She said there is a need to step up the robustness of inspections under the Environmental Management Act, adding that she wants the environmental ministry to improve further on this aspect to ensure the environment is respected.
She urged Namibians to embrace the purpose of the Act and work together with the environment ministry to ensure its implementation, which will enable everyone to save the environment, and lives and properties.
Regarding waste management, she called for collaboration to be strengthened between the environment ministry and local authorities and municipalities to tackle the problem of littering, which is tarnishing the reputation of a number of towns and Namibia at large.
“Today our country is not as clean as it should be. Environmental pollution, through littering of waste, is becoming a serious problem, which is compromising the quality of life of our citizens as well as the health of our ecosystems.”
She added that it may even threaten the tourism industry if not urgently addressed, saying modern tourism prefers a clean country because cleanliness is associated with human health and safety.

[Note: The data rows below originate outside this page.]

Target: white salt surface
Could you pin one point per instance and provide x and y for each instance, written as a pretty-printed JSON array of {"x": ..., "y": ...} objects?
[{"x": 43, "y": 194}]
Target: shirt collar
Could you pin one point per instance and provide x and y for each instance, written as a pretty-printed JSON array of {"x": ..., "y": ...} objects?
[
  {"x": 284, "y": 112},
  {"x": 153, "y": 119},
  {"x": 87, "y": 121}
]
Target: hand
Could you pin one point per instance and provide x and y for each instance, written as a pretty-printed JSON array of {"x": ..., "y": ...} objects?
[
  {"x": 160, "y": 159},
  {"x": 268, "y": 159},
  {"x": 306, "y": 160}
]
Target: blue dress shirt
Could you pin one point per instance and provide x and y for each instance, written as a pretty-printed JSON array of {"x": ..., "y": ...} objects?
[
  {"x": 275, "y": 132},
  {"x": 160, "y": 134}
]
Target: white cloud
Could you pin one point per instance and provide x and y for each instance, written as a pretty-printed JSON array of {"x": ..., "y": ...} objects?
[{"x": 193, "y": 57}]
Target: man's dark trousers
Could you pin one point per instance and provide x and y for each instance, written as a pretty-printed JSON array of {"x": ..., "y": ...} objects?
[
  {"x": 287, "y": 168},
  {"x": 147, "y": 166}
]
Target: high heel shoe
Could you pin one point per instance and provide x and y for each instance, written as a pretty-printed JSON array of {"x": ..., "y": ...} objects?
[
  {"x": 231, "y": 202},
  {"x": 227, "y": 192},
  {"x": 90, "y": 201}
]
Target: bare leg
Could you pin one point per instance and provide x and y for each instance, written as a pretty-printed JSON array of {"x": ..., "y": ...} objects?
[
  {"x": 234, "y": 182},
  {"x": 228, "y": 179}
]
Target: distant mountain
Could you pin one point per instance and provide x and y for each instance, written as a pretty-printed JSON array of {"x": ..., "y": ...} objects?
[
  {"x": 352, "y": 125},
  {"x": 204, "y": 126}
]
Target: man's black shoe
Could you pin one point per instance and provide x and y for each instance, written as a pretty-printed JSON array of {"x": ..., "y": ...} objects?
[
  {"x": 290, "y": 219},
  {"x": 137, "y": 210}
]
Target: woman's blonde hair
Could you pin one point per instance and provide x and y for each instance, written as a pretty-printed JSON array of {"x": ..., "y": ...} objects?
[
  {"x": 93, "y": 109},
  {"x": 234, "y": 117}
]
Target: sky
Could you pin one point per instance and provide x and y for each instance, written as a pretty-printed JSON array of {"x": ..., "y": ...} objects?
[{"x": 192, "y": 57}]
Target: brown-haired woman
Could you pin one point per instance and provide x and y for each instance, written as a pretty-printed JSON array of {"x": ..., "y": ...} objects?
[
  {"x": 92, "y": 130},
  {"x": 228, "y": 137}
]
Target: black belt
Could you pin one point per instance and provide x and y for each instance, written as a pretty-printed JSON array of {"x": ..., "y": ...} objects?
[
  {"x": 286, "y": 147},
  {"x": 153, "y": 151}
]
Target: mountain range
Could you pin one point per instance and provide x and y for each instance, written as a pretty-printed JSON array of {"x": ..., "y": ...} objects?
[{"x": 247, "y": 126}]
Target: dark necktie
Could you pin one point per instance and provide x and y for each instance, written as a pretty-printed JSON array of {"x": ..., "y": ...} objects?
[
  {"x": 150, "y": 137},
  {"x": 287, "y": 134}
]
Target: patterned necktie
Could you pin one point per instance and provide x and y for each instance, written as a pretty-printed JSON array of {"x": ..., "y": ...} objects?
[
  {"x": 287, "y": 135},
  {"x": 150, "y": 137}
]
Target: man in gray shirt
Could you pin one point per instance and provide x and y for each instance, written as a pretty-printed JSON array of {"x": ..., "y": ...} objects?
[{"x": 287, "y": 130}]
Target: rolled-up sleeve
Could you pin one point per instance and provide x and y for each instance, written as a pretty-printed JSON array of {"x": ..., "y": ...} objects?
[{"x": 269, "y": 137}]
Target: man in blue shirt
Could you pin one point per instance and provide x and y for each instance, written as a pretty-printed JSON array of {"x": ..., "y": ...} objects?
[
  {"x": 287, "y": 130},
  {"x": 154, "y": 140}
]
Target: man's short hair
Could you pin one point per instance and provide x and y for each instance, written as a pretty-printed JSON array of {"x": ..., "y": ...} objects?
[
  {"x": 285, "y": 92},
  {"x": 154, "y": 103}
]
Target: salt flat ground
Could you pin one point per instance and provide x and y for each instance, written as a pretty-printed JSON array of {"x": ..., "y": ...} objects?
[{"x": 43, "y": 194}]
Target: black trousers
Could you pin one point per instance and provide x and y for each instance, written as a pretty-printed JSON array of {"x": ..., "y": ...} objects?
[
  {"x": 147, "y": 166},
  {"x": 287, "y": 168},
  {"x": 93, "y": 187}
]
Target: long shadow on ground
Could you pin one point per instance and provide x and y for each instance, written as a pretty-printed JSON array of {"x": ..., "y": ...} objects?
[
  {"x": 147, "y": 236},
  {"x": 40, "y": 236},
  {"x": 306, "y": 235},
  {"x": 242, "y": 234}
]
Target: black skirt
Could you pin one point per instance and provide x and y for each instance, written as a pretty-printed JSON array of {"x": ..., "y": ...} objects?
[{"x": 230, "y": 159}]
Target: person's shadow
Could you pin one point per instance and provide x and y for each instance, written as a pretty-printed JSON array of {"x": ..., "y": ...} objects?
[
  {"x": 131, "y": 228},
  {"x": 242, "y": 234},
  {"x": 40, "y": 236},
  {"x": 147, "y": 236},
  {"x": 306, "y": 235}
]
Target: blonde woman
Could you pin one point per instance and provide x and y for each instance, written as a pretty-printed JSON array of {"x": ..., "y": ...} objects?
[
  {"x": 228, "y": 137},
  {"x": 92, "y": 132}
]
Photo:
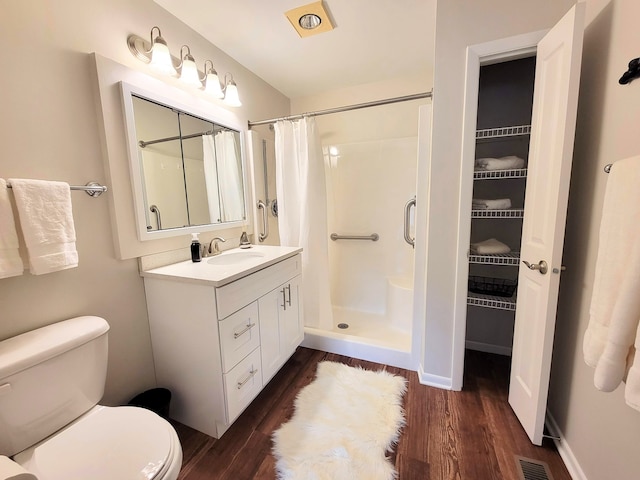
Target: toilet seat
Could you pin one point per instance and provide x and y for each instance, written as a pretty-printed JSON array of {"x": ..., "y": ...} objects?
[{"x": 104, "y": 444}]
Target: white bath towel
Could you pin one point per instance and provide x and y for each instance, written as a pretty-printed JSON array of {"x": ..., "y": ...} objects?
[
  {"x": 10, "y": 261},
  {"x": 497, "y": 204},
  {"x": 44, "y": 209},
  {"x": 490, "y": 247},
  {"x": 609, "y": 340},
  {"x": 502, "y": 163}
]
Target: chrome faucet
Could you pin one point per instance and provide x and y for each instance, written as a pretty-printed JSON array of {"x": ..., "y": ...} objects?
[{"x": 214, "y": 248}]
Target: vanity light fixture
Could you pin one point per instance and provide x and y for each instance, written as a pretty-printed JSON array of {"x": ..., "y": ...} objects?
[
  {"x": 156, "y": 54},
  {"x": 188, "y": 69},
  {"x": 231, "y": 96},
  {"x": 211, "y": 81}
]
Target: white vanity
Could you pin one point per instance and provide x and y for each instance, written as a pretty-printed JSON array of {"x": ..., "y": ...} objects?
[{"x": 222, "y": 328}]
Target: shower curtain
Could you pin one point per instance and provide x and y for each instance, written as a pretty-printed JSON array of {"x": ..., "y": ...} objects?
[
  {"x": 302, "y": 212},
  {"x": 223, "y": 177}
]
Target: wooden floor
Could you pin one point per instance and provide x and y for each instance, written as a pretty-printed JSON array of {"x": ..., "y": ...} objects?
[{"x": 467, "y": 435}]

According to her, there is an urgent need to educate people because pollution of the environment can, among others, threaten the quality of limited water resources, agricultural soil and even fresh air.
“It is my view that awareness of the importance of our environment is inadequate among decision-makers and the general public,” she noted.

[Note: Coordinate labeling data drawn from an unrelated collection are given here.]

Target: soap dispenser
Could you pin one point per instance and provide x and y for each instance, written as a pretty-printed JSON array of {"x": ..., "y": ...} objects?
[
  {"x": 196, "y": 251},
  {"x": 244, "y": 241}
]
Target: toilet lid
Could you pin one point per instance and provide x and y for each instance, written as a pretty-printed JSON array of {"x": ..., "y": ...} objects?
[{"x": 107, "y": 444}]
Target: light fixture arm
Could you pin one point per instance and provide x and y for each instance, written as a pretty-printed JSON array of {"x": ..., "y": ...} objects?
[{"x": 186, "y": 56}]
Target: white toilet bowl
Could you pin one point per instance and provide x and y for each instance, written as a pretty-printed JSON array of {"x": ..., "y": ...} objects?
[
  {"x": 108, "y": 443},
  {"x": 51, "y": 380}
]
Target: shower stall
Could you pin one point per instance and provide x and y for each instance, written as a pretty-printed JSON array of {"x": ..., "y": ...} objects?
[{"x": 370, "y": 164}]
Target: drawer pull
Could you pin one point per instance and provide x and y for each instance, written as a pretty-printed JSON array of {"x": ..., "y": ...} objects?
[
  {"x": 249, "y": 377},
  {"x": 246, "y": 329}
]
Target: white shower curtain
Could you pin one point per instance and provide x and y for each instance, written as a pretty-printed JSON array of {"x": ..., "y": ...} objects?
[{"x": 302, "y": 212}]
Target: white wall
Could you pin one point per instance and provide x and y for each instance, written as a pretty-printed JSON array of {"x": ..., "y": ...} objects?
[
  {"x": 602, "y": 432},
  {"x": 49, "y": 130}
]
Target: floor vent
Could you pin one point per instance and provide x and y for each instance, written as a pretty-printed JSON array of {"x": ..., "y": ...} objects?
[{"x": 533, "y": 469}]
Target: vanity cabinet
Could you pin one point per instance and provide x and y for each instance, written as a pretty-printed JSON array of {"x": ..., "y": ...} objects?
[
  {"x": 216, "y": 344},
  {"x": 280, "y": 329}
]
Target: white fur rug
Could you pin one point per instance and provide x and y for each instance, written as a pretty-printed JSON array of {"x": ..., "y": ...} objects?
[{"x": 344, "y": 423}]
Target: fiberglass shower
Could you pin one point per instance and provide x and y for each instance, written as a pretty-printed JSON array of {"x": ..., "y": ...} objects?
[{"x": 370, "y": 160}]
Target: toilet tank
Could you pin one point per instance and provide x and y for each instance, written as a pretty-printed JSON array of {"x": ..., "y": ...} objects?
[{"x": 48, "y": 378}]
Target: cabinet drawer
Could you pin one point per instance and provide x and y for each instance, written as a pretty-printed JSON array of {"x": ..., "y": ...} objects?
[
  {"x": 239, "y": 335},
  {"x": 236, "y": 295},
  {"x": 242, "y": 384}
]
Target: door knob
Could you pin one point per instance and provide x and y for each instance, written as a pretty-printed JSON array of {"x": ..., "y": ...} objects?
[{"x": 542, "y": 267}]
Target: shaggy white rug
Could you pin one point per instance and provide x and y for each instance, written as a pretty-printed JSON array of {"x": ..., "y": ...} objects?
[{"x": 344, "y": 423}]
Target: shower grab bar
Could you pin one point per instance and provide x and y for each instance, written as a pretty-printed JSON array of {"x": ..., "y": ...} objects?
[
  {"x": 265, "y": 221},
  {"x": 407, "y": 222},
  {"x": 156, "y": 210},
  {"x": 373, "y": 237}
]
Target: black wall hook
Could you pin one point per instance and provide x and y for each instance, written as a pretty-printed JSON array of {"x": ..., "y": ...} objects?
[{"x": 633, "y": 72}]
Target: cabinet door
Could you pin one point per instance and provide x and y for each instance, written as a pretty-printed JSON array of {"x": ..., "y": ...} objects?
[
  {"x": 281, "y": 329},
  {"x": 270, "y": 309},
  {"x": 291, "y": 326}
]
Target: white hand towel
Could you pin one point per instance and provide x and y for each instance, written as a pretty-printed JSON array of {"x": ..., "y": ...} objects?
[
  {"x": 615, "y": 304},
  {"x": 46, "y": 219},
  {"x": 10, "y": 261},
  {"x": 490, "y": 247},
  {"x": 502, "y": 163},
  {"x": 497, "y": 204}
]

Therefore, she called on the ministry to undertake nationwide environmental awareness campaigns on a range of environmental issues so that it encourages the behavioural change the government wants to see from people.
She said issues such as renewable energy, clean transportation, water-saving technologies and climate-smart agriculture are especially important to the nation, particularly as Namibia begins to plan for the 5th National Development Plan and the national level application of the Sustainable Development Goals (SDGs).
She said the Act serves as a guide for everyone to pursue the type of economic growth that will be sustainable and eradicate poverty.